Sequestrati beni 3 milioni di euro ad un soggetto legato alla ‘ndrangheta
Il sequestro della guardia di finanza ad un soggetto imputato per riciclaggio e reati tributari, aggravati dal fine di agevolare un'associazione di stampo 'ndranghetistico
MILANO – Immobili a Milano e provincia e denaro sui conti correnti. Un tenore di vita lussuoso, e decisamente sproporzionato rispetto al reddito dichiarato. La guardia di finanza di Milano ha eseguito questa mattina, un decreto di sequestro preventivo di beni per un valore complessivo di 3 milioni di euro. Nel mirino delle fiamme gialle Pasquale Puglia, imputato per riciclaggio e reati tributari, aggravati dal fine di agevolare un’associazione di stampo mafioso, e già in passato condannato in primo grado dal Tribunale di Catanzaro per associazioni di tipo mafioso (articolo 416-bis del codice penale).

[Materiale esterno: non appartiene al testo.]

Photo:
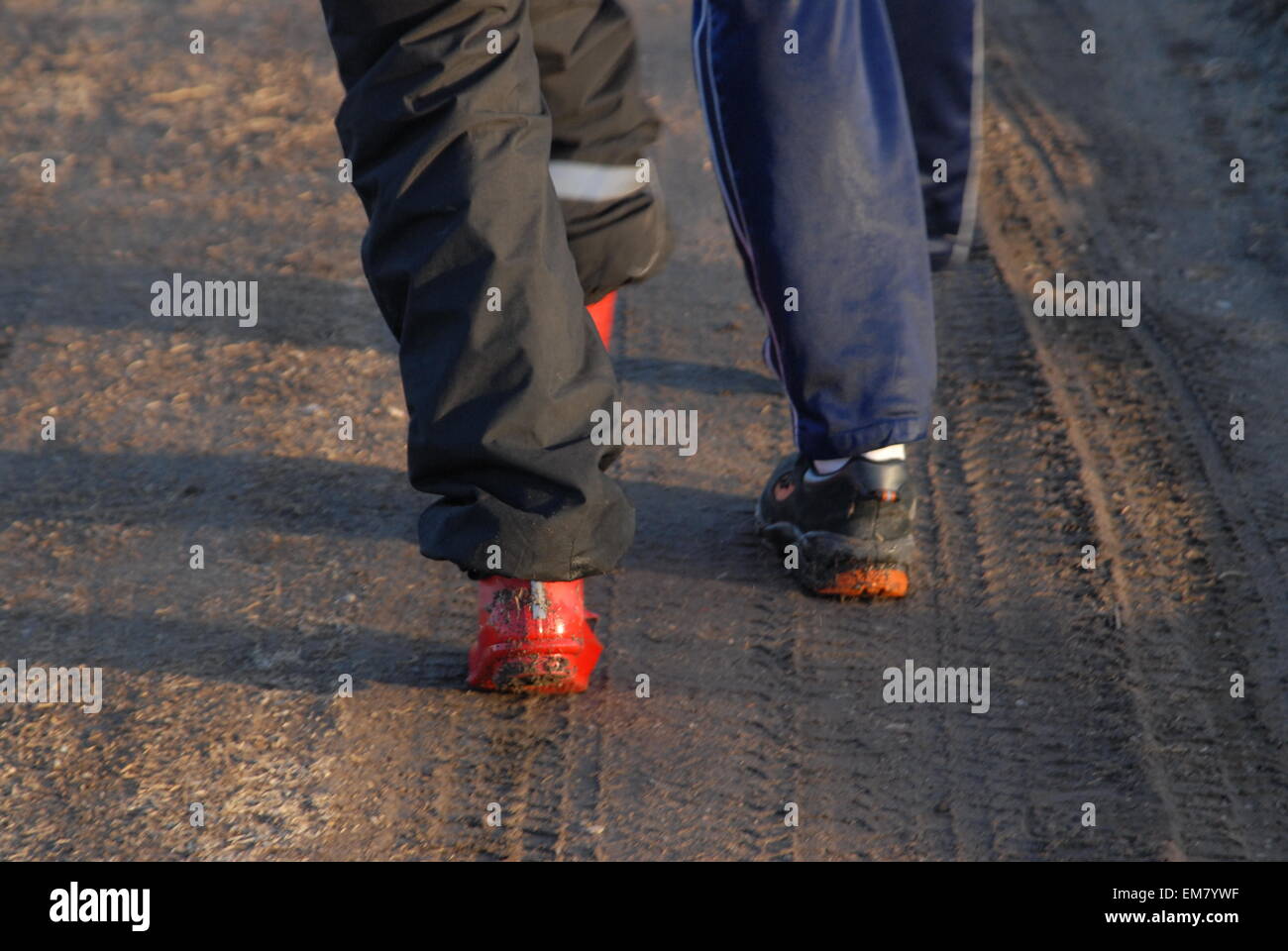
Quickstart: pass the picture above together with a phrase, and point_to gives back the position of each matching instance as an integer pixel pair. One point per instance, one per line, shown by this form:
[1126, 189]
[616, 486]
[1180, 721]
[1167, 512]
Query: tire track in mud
[1140, 444]
[1012, 522]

Gli accertamenti traggono origine dalla valorizzazione degli esiti giudiziari di precedenti attività investigative svolte nei confronti del proposto, ritenuto al vertice di un sodalizio criminale dedito alla commissione di plurimi reati tributari e fallimentari nonché a condotte di illecita somministrazione di manodopera, che avrebbero generato proventi poi confluiti verso una cosca di ‘ndrangheta alla quale il soggetto è legato da vincoli familiari.

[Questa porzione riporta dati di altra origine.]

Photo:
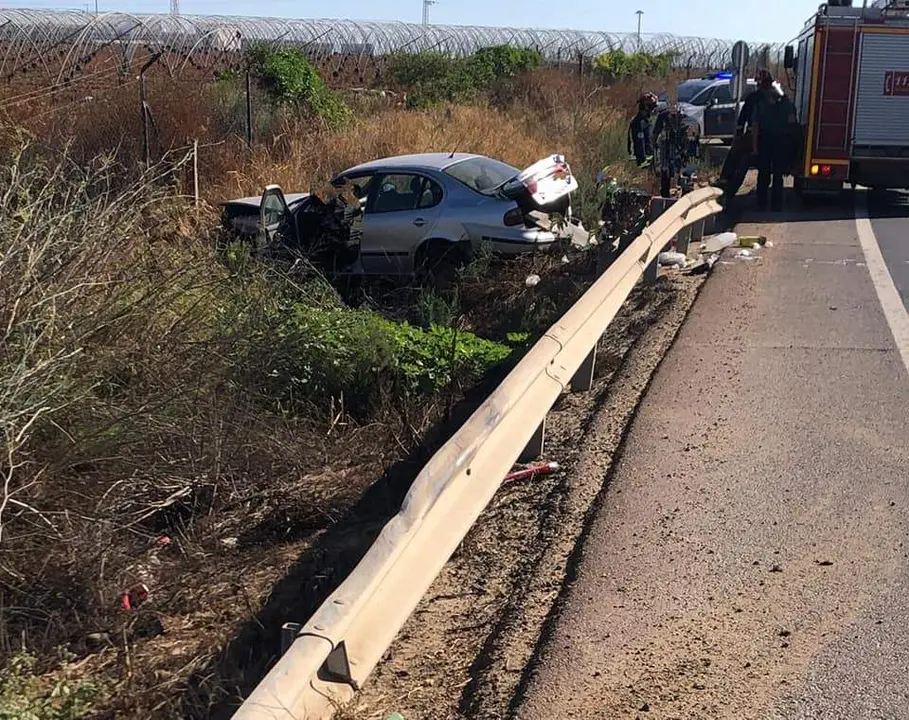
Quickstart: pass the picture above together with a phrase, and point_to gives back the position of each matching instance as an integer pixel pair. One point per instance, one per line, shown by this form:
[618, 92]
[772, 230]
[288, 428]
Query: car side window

Le indagini hanno consentito di rilevare, nell’arco temporale interessato dalla manifestazione della pericolosità sociale, una sensibile sproporzione tra i redditi dichiarati dal soggetto proposto e il suo tenore di vita. In particolare, è stato accertato l’acquisto e il possesso di immobili ubicati a Milano e provincia, nonché di disponibilità liquide su conti correnti, incompatibili rispetto alle disponibilità lecite attribuibili al nucleo familiare, per un valore complessivo di oltre 3 milioni di euro.
Case a Milano e vita nel lusso: sequestro da 3 milioni di euro.

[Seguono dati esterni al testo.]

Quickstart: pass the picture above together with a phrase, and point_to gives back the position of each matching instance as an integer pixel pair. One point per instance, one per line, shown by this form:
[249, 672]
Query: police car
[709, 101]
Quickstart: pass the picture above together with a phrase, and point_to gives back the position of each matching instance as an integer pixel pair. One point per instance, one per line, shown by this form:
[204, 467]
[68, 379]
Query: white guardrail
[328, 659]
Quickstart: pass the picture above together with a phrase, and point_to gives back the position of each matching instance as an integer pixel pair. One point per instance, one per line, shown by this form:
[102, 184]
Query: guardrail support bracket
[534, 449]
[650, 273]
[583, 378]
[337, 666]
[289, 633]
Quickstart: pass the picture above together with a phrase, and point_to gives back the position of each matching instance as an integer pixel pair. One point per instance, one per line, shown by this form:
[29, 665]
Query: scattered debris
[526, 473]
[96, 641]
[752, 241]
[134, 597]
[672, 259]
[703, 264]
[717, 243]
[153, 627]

Stando agli atti giudiziari, Puglia avrebbe gestito, come riportato nelle imputazioni, “cooperative di servizi” in Lombardia, della società Ste, con sede a Gorgonzola, nel Milanese, della Lavoro Italia e della società Argentea, “per conto della cosca e in particolare” per Leonardo Melluso. E avrebbe “imposto” la manodopera, facendo giungere poi i “proventi” illeciti delle attività al clan.